Prenatal and postnatal hemoglobins: Formation and gaseous exchange

Hemoglobin (Hb) is a quaternary conformation of a globin type protein that consists of a heme part and a globin part. The globin part is made of four polypeptide chains whereas the non-peptide heme part is the ferrous (Fe++) containing moiety. Each molecule of hemoglobin can carry up to 4 molecules of oxygen. Throughout life, based on the conformation of the globin tetramer, researchers have identified multiple variants of hemoglobin, although there are three most important variants - HbA, HbA2, and HbF. In this nomenclature, A stands for adult and F stands for fetal, which also indicates when these types are predominantly found in the body. Synthesis of fetal hemoglobin starts in utero (10 to 12 weeks of gestation).
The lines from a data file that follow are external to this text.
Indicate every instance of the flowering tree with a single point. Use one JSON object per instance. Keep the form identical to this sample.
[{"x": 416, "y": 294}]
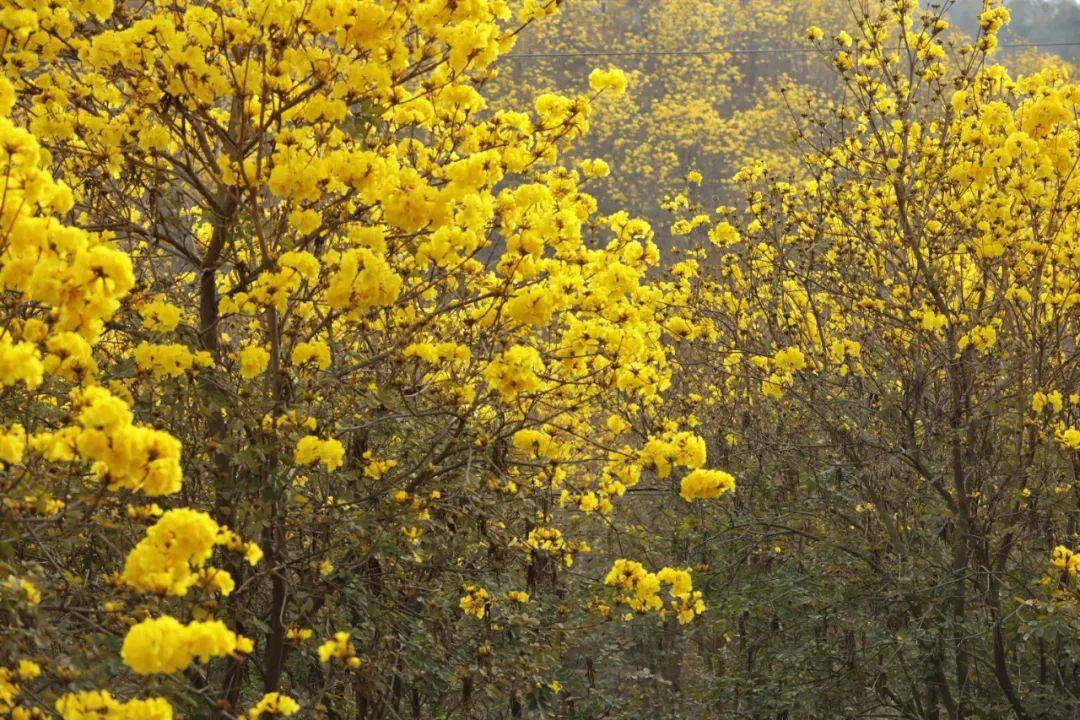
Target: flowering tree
[
  {"x": 892, "y": 343},
  {"x": 407, "y": 369}
]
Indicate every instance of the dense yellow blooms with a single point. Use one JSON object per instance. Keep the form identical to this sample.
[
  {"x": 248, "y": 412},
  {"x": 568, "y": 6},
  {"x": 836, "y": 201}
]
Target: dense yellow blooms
[{"x": 165, "y": 644}]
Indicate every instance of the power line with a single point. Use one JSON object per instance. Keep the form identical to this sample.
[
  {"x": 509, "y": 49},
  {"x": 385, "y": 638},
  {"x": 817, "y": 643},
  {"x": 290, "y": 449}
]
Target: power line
[{"x": 703, "y": 53}]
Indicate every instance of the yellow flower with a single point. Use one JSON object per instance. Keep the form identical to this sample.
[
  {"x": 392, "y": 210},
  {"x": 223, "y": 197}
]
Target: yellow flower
[{"x": 253, "y": 362}]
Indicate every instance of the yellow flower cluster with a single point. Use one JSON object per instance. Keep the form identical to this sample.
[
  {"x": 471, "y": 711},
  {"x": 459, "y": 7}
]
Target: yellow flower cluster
[
  {"x": 125, "y": 454},
  {"x": 165, "y": 644},
  {"x": 475, "y": 601},
  {"x": 639, "y": 589},
  {"x": 1065, "y": 560},
  {"x": 172, "y": 556},
  {"x": 705, "y": 484},
  {"x": 99, "y": 705},
  {"x": 311, "y": 449},
  {"x": 170, "y": 361},
  {"x": 275, "y": 705}
]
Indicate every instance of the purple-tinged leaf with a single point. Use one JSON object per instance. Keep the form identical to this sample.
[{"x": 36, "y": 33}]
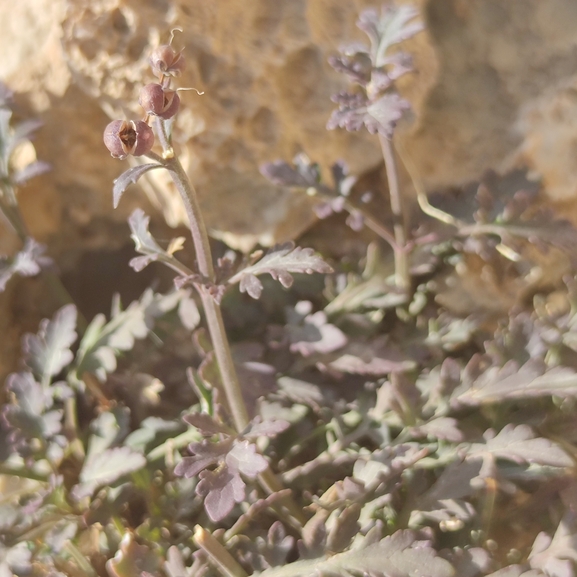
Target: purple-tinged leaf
[
  {"x": 29, "y": 417},
  {"x": 143, "y": 240},
  {"x": 28, "y": 262},
  {"x": 129, "y": 177},
  {"x": 106, "y": 468},
  {"x": 36, "y": 168},
  {"x": 519, "y": 444},
  {"x": 445, "y": 428},
  {"x": 379, "y": 116},
  {"x": 48, "y": 352},
  {"x": 344, "y": 528},
  {"x": 314, "y": 536},
  {"x": 392, "y": 26},
  {"x": 244, "y": 458},
  {"x": 221, "y": 490},
  {"x": 511, "y": 382},
  {"x": 204, "y": 455},
  {"x": 554, "y": 556},
  {"x": 398, "y": 555},
  {"x": 206, "y": 424},
  {"x": 279, "y": 262},
  {"x": 132, "y": 560}
]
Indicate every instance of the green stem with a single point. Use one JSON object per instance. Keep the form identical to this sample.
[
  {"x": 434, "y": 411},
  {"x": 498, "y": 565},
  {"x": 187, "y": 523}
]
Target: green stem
[{"x": 402, "y": 274}]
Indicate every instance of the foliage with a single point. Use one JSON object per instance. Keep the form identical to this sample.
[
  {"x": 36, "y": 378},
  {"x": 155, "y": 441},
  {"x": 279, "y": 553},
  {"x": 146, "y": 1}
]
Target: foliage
[{"x": 388, "y": 433}]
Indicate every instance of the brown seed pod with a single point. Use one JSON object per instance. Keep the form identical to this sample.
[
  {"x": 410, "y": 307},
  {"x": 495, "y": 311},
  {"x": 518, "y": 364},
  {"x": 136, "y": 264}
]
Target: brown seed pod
[
  {"x": 165, "y": 61},
  {"x": 160, "y": 101},
  {"x": 124, "y": 137}
]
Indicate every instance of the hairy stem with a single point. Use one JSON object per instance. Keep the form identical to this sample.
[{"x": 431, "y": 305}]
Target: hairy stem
[
  {"x": 211, "y": 309},
  {"x": 402, "y": 274},
  {"x": 217, "y": 554},
  {"x": 215, "y": 322}
]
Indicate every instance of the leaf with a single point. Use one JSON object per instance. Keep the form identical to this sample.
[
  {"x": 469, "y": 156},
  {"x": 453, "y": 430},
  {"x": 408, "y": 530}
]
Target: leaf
[
  {"x": 48, "y": 352},
  {"x": 393, "y": 556},
  {"x": 221, "y": 490},
  {"x": 132, "y": 559},
  {"x": 28, "y": 262},
  {"x": 143, "y": 241},
  {"x": 519, "y": 444},
  {"x": 379, "y": 116},
  {"x": 344, "y": 529},
  {"x": 29, "y": 417},
  {"x": 279, "y": 262},
  {"x": 129, "y": 177},
  {"x": 512, "y": 381},
  {"x": 204, "y": 455},
  {"x": 103, "y": 340},
  {"x": 244, "y": 458},
  {"x": 105, "y": 468},
  {"x": 553, "y": 556}
]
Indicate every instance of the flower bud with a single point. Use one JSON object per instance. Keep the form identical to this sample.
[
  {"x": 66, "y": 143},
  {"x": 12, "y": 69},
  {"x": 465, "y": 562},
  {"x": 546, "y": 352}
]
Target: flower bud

It has unique gas exchange properties, which are critical for survival and development of the fetus. A higher affinity towards oxygen than the HbA allows it to extract oxygen from the maternal blood stream. This concept is best explained with an oxygen dissociation curve. Here we discuss oxygen dissociation and factors affecting it, such as pH, temperature, levels of diphosphoglycerate (2,3-DPG) and carbon monoxide. In this chapter, we explain synthesis of hemoglobin at different stages of life and different sites of hemoglobin production. We also describe the fetal hemoglobin gaseous exchange. Furthermore, we explain some pathological conditions in which other variants of hemoglobin are likely to be seen as a physiological response or a compensation mechanism. We specifically focus on the potential role and pitfalls of HbF as a treatment in different hemoglobinopathies, which are discussed in the following chapters in depth.